In recent years, there have been sincere efforts made by a number of industry stakeholders to achieve some uniformity and reform in medication testing and penalties. Regrettably, these goals of uniformity and reform have not been achieved and probably never will be achieved under the decentralized process of state regulation, financing, and control. Singer’s presentation proves that regulation simply cannot remain the fractured responsibility of state governments. 

In his closing remarks at the Round Table, The Jockey Club Chairman Ogden Mills Phipps noted that The Jockey Club Board of Stewards had instructed their management team to further investigate a relationship with the independent and well-respected U.S. Anti-Doping Agency (USADA). The organization is charged with managing the anti-doping program including in-competition and out-of-competition testing, results management processes, drug reference resources, and athlete education for all U.S. Olympic Committee recognized governing bodies. 

This significant change in the medication testing, research, and penalties program would require federal legislation. The goal of the legislation would be to move this important function from the individual states to a nationally sanctioned organization. This organization would be USADA.

At a meeting on Aug. 11 in Saratoga Springs, New York, organized by the Water Hay Oats Alliance, USADA CEO Travis Tygart said, “Our interest in this is a clean sport. We’re here for the right reasons. We would not be otherwise.” Tygart went on to say that the main reason that USADA is successful in handling drug testing and enforcement in the sports arena is the fact that it is an independent organization and not a federal agency.

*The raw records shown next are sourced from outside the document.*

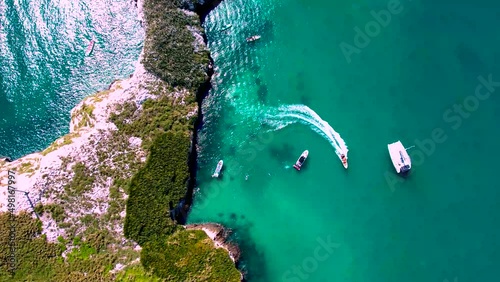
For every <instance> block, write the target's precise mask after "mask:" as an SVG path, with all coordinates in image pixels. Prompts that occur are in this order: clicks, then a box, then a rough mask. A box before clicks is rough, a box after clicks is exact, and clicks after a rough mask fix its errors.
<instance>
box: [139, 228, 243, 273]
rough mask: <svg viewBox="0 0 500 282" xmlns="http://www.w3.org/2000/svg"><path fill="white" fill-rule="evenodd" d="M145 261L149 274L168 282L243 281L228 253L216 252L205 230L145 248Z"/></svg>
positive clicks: (141, 256) (171, 239)
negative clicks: (214, 269) (229, 257)
mask: <svg viewBox="0 0 500 282" xmlns="http://www.w3.org/2000/svg"><path fill="white" fill-rule="evenodd" d="M141 261H142V263H143V265H144V267H145V268H146V270H151V271H153V273H154V274H156V275H158V276H160V277H164V278H166V279H167V280H168V281H214V282H218V281H227V282H231V281H240V273H239V272H238V270H236V268H235V267H234V265H233V262H232V261H231V259H230V258H229V256H228V255H227V252H226V251H224V250H223V249H214V246H213V242H212V240H211V239H210V238H208V237H207V235H206V234H205V232H204V231H201V230H190V231H186V230H183V231H181V232H176V233H175V234H173V235H171V236H170V237H169V238H168V239H167V240H156V241H153V242H151V243H147V244H145V246H144V248H143V250H142V252H141ZM213 269H216V270H217V271H213Z"/></svg>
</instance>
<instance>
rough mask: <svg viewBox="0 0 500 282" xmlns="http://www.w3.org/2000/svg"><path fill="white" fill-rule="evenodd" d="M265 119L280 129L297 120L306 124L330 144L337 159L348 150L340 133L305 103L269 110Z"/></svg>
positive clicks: (278, 129) (346, 151) (345, 154)
mask: <svg viewBox="0 0 500 282" xmlns="http://www.w3.org/2000/svg"><path fill="white" fill-rule="evenodd" d="M266 120H267V123H268V124H269V125H271V126H272V127H273V129H274V130H279V129H282V128H284V127H286V126H288V125H290V124H294V123H297V122H300V123H303V124H306V125H308V126H309V127H310V128H311V129H312V130H314V131H315V132H317V133H318V134H320V135H321V136H323V137H324V138H325V139H326V140H327V141H328V142H329V143H330V144H331V145H332V147H333V148H334V149H335V153H336V154H337V156H338V157H339V159H341V157H340V156H341V155H342V154H344V155H345V156H346V157H347V152H348V151H349V150H348V149H347V145H346V144H345V142H344V139H342V137H341V136H340V134H339V133H338V132H337V131H335V130H334V129H333V128H332V127H331V126H330V124H329V123H328V122H326V121H324V120H323V119H322V118H321V117H320V116H319V115H318V114H317V113H316V112H314V111H313V110H311V109H310V108H309V107H307V106H305V105H288V106H281V107H279V108H278V109H277V112H275V111H270V112H269V113H268V114H267V116H266Z"/></svg>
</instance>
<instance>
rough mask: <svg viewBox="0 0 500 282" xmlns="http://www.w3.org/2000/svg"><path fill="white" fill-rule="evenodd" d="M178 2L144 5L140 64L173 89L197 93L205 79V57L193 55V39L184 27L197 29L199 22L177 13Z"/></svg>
mask: <svg viewBox="0 0 500 282" xmlns="http://www.w3.org/2000/svg"><path fill="white" fill-rule="evenodd" d="M180 2H181V1H180V0H148V1H145V2H144V17H145V19H146V22H147V28H146V40H145V42H144V59H143V60H142V63H143V64H144V67H145V68H146V69H147V70H149V71H150V72H152V73H154V74H156V75H157V76H158V77H160V78H161V79H163V80H164V81H165V82H167V83H168V84H170V85H172V86H174V87H177V86H179V87H185V88H187V89H191V90H197V89H198V87H199V85H200V84H201V83H203V82H205V81H206V80H207V78H208V77H207V74H206V68H207V66H208V63H209V53H208V51H198V52H196V51H195V48H194V45H193V42H195V38H194V36H193V34H192V33H191V31H189V29H188V28H187V26H188V25H190V26H199V25H200V24H199V19H198V18H197V17H190V16H187V15H186V14H184V13H183V12H182V11H181V10H179V8H178V7H180Z"/></svg>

Medication testing, enhanced research, and a complete review of the penalty structure in American racing are desperately needed and long overdue. McKinsey’s latest study clearly shows how damaging years of state-by-state regulation have been to our sport. I truly hope that the industry leaders will take the information he presented to heart, set aside regional biases and other differences, and move toward a uniform solution that will best serve the interests of Thoroughbred racing and breeding in this country and around the world.